I was wondering if anyone here believes in life after death? If so would you care to share why or why not?
I just want this settled within myself so i am not thinking about it so much...
Up until October 2011, i never questioned there is a soul, whatever, that moves on.
THEN my son killed himself. It was devastating of course. ... But so final. And really empty. Since he has been dead, there has just been nothing what so ever. Seen the place he died (walked into his friends house and did so, the family let me come there about 3 weeks later). I went in and they even left me alone for a time, and nothing. I thought maybe i would feel some trace, but i did not.

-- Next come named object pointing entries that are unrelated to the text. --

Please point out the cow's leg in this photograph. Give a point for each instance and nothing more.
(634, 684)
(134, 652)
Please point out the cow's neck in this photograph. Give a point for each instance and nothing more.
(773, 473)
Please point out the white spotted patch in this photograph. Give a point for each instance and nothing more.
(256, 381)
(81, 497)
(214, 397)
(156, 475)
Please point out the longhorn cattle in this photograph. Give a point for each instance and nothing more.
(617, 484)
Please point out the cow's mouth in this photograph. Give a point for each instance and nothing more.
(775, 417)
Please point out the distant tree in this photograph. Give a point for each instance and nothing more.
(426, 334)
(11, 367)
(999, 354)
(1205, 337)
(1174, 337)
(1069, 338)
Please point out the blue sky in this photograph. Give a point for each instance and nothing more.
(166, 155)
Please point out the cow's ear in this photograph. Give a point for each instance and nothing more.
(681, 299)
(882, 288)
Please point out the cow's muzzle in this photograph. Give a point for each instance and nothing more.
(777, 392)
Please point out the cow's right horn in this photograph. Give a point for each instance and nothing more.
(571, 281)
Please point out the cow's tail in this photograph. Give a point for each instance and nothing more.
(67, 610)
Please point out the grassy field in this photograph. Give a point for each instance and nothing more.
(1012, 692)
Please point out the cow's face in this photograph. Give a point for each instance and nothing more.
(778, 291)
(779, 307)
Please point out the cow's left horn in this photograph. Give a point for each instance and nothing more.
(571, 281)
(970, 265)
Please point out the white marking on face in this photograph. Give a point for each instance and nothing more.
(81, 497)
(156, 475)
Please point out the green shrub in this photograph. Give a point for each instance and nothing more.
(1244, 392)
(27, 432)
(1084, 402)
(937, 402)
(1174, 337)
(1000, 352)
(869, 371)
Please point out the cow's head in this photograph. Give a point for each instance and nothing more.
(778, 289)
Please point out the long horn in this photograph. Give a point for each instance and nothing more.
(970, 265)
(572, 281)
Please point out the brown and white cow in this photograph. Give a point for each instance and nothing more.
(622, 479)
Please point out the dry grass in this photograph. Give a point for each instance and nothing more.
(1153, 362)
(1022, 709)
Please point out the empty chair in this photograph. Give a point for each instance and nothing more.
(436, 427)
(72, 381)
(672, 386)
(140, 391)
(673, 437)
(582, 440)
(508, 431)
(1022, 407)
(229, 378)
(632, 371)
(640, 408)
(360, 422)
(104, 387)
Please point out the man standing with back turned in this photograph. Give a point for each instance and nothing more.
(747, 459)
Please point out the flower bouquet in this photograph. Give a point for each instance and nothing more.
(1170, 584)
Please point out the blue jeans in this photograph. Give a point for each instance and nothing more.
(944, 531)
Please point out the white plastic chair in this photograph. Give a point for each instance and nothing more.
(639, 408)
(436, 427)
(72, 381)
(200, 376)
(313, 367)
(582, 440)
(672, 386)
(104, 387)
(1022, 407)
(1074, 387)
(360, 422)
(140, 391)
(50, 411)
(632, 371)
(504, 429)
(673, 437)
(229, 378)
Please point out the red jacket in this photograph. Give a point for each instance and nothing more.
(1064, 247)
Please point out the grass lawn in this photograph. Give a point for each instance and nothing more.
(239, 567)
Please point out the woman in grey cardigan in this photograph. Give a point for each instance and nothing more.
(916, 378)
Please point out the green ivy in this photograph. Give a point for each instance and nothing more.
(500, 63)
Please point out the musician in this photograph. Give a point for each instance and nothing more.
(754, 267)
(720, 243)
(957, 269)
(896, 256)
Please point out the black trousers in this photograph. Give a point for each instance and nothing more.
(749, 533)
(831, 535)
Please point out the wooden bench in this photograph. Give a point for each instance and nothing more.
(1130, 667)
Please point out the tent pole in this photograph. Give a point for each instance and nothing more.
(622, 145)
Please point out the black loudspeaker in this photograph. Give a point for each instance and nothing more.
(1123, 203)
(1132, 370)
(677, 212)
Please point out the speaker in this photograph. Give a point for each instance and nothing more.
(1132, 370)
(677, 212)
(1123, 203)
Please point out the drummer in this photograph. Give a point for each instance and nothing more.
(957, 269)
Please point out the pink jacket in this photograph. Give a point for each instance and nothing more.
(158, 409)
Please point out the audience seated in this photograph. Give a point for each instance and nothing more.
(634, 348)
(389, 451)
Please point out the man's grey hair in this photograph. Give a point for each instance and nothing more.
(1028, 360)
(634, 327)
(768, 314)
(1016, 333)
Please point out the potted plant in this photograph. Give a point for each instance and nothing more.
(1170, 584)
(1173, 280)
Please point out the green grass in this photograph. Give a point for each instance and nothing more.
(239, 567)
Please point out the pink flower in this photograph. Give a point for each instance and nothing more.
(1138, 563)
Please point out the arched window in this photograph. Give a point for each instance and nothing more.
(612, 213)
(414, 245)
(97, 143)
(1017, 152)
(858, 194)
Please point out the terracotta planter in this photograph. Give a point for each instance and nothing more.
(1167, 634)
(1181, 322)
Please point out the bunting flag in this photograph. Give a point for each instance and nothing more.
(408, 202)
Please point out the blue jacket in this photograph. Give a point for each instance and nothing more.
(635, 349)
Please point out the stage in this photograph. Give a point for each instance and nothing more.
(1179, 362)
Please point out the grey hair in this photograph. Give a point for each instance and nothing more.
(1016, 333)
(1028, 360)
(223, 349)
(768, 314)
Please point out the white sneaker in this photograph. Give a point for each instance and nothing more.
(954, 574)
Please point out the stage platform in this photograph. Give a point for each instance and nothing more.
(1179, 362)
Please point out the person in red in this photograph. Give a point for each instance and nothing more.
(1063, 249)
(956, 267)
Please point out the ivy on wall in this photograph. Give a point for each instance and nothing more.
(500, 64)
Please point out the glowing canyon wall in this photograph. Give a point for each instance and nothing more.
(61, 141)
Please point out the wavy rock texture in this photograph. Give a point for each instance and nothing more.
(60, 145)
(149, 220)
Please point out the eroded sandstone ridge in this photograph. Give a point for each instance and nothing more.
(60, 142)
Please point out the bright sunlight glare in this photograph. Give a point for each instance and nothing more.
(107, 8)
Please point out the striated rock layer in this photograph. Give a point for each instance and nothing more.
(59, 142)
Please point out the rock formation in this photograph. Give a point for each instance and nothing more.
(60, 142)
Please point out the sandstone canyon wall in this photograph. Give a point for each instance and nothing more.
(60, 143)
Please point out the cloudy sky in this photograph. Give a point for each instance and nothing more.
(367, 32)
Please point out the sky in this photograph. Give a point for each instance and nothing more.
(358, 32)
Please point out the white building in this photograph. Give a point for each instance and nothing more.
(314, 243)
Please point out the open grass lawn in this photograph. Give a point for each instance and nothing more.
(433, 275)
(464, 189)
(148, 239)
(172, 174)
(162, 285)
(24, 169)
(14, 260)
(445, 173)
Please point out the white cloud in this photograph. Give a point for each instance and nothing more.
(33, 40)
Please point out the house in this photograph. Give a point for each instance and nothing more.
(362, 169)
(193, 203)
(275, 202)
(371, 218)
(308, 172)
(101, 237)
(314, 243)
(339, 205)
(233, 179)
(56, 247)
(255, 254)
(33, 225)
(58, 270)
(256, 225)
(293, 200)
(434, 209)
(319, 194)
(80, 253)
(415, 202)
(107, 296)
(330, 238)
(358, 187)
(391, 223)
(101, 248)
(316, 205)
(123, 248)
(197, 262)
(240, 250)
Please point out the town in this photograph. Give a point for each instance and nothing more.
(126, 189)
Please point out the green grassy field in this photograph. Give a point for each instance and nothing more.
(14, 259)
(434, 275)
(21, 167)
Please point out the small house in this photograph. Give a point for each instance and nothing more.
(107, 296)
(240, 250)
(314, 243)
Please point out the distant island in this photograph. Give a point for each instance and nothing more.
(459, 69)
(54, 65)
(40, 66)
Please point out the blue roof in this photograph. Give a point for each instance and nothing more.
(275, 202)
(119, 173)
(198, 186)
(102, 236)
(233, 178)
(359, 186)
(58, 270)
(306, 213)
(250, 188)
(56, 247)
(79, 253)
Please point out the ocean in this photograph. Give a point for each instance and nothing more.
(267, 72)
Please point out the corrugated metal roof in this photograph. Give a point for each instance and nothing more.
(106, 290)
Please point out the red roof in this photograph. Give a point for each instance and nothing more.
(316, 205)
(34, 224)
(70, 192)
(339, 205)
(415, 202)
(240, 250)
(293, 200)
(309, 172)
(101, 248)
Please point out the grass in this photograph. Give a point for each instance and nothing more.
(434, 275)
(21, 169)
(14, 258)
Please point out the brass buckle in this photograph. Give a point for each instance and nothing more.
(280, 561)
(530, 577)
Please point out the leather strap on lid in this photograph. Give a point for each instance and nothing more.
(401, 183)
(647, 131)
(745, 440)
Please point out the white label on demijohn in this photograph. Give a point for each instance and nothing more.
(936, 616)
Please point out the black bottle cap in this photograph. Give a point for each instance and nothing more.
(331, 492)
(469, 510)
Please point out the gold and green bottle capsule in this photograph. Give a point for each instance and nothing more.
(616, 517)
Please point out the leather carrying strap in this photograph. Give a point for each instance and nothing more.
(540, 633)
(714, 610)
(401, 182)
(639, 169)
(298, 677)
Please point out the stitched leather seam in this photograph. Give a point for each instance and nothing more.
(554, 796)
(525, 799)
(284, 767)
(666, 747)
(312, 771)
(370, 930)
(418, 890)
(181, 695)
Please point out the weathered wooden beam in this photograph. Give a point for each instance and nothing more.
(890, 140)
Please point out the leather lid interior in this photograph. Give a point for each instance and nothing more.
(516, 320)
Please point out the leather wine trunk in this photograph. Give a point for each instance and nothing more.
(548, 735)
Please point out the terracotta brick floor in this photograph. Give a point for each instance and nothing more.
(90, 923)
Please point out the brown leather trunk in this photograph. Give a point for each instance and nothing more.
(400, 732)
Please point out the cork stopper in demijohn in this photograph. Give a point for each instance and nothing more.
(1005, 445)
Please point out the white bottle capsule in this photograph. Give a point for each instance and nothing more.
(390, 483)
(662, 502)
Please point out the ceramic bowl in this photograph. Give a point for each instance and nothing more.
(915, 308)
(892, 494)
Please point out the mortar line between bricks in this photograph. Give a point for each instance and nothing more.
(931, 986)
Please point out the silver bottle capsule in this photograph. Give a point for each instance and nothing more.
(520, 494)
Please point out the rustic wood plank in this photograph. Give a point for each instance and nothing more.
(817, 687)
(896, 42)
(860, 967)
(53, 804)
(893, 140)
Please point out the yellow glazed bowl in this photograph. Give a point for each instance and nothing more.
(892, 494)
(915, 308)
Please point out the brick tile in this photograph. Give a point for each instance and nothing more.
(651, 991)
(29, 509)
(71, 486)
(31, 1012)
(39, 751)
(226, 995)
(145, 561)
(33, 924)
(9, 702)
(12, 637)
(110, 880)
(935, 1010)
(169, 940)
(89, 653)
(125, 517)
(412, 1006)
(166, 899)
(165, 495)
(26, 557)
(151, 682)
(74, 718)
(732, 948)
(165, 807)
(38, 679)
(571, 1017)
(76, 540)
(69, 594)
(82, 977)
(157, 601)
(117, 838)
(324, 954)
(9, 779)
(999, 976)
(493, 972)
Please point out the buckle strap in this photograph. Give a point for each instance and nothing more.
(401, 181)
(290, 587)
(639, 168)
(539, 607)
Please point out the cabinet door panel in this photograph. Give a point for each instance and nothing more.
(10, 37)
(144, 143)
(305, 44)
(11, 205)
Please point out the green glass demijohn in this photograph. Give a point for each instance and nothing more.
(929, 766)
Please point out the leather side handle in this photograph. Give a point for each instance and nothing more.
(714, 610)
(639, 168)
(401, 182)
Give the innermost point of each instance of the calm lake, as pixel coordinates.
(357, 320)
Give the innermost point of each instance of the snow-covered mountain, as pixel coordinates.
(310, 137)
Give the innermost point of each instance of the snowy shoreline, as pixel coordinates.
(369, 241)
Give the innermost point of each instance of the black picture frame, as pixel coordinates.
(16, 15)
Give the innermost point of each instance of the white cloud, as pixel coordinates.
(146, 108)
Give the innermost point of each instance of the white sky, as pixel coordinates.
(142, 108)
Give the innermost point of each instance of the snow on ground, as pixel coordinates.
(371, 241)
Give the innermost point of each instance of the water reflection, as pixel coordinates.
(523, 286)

Been to the burial site once, but still, he s just not there... That's why i never went back.
My grandma died Aug 5. Her and i were very close. They raised me mostly, and then her and i were like best friends until dementia got her a year ago. Same with her. Nothing. .. Just like my son... no dreams, no "ghosts", no smelling their familiar scents... not a damn thing.
I conclude regularly that there is nothing beyond this. We live, the unexpected sometimes happen, and then we die. And it is final.....
EXCEPT i get tripped up on that when i remember my childrens father. 16 months after my oldest son died, he did the same thing. But in his bedroom. Died the same way as my oldest.
He and his family were horribly strained so it ended up left to me to clear his place out after death. It took many days because he never threw anything away... One night i was there late and called my aunt just for a break, and during our talk she tried to lighten things up by telling me a funny story of someone we know.....
Just after i started laughing there was this horrid feeling of anger in the room almost MOVING,, toward ME. I looked direction of hallway cause it was almost like someone was there walking fast toward where i was in the kitchen. But i was alone... This was so strong that i said to my aunt "I have to go", and i ran out the house. Didn't even stop to lock the door behind me, i didn't care, i ran to my car and to the hotel i was staying at. After that i didn't go in and finish the job myself. I asked for help but didn't ever tell anyone why.
^^^ that is no proof of anything tho. Cause i didn't see anything whatever BUT it was as real as someone in person running at you while they are really pissed off, and i will never forget that feeling.
But i was wondering on other people's thoughts on this subject and why?
Edited by camirae, 22 August 2017 - 08:03 AM.